Technical

Generic Schema Markup Is Worse Than No Schema for AI Citations

A 730-citation study found generic schema underperforms no schema by 18 points. Here's what attribute-rich implementation looks like and why it matters.

RivalHound Team
8 min read
Generic Schema Markup Is Worse Than No Schema for AI Citations

Generic Schema Markup Is Worse Than No Schema for AI Citations

Most teams implementing schema markup for AI visibility are making themselves less visible. Not slightly less. Measurably less.

A peer-reviewed study by Growth Marshal analyzing 730 AI citations across ChatGPT and Gemini found that pages with generic, minimally populated schema earned citations just 41.6% of the time.
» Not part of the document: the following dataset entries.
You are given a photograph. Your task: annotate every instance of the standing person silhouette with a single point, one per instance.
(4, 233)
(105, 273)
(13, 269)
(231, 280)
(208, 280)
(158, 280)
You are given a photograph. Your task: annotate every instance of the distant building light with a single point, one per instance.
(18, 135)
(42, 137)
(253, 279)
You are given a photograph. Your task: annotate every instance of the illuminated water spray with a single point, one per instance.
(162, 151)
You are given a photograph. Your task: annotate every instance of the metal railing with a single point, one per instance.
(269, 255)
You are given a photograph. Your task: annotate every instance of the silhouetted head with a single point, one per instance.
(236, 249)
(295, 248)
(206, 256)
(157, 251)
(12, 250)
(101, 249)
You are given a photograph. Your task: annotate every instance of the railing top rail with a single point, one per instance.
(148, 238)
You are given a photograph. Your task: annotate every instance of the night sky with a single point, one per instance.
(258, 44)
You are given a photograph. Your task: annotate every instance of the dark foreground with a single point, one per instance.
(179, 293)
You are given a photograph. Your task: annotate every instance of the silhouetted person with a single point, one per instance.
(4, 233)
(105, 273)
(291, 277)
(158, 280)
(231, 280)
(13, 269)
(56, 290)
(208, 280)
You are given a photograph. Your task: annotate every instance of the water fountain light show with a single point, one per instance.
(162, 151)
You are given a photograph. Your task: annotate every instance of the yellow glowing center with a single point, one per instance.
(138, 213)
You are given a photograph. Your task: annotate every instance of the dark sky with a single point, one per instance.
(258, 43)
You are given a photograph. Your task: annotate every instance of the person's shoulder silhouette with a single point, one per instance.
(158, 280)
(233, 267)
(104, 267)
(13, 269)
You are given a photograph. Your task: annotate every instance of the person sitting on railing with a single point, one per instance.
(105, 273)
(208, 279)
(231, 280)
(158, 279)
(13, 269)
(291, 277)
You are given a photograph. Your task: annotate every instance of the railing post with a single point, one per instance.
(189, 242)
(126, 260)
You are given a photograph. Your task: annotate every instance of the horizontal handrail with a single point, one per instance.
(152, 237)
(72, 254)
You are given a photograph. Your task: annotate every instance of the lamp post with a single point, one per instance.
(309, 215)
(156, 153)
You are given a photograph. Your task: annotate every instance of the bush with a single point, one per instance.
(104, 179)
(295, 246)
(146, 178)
Pages with no schema at all? 59.8%.

Read that again. Doing nothing beat doing schema badly by 18 percentage points.

The same study found that pages with attribute-rich schema, where every relevant field was populated with concrete data, earned citations 61.7% of the time. So the gap between bad schema and good schema is 20 points. But the gap between bad schema and no schema is what should alarm you.

If your schema implementation consists of slapping an Article type and an Organization block on every page and calling it done, you’re actively sabotaging your AI visibility.

Why Generic Schema Hurts

This seems counterintuitive. Shouldn’t some schema be better than none? The answer has to do with how AI systems evaluate trust signals.

When an AI platform encounters schema markup, it treats that markup as a claim about the page’s content. An Article schema says “this is an article.” An Organization schema says “this entity exists.” But if those claims are thin (no author, no dateModified, no specific attributes), the AI system has just received a signal that the content is structured but unsubstantiated.

Think of it like a resume. A blank resume tells an employer nothing. A resume with just a name and “experienced professional” tells them you don’t have much to say. A detailed resume with specific roles, dates, and accomplishments tells them you’re credible. The middle option is worse than the first because it implies you tried and came up short.

AI systems appear to work the same way. Generic schema acts as a negative trust signal, as if the page is trying to look authoritative but can’t back it up.

What “Attribute-Rich” Actually Means

The Growth Marshal study examined 1,006 pages across 75 queries. The defining difference between generic and attribute-rich schema wasn’t the type of schema used. It was the completeness.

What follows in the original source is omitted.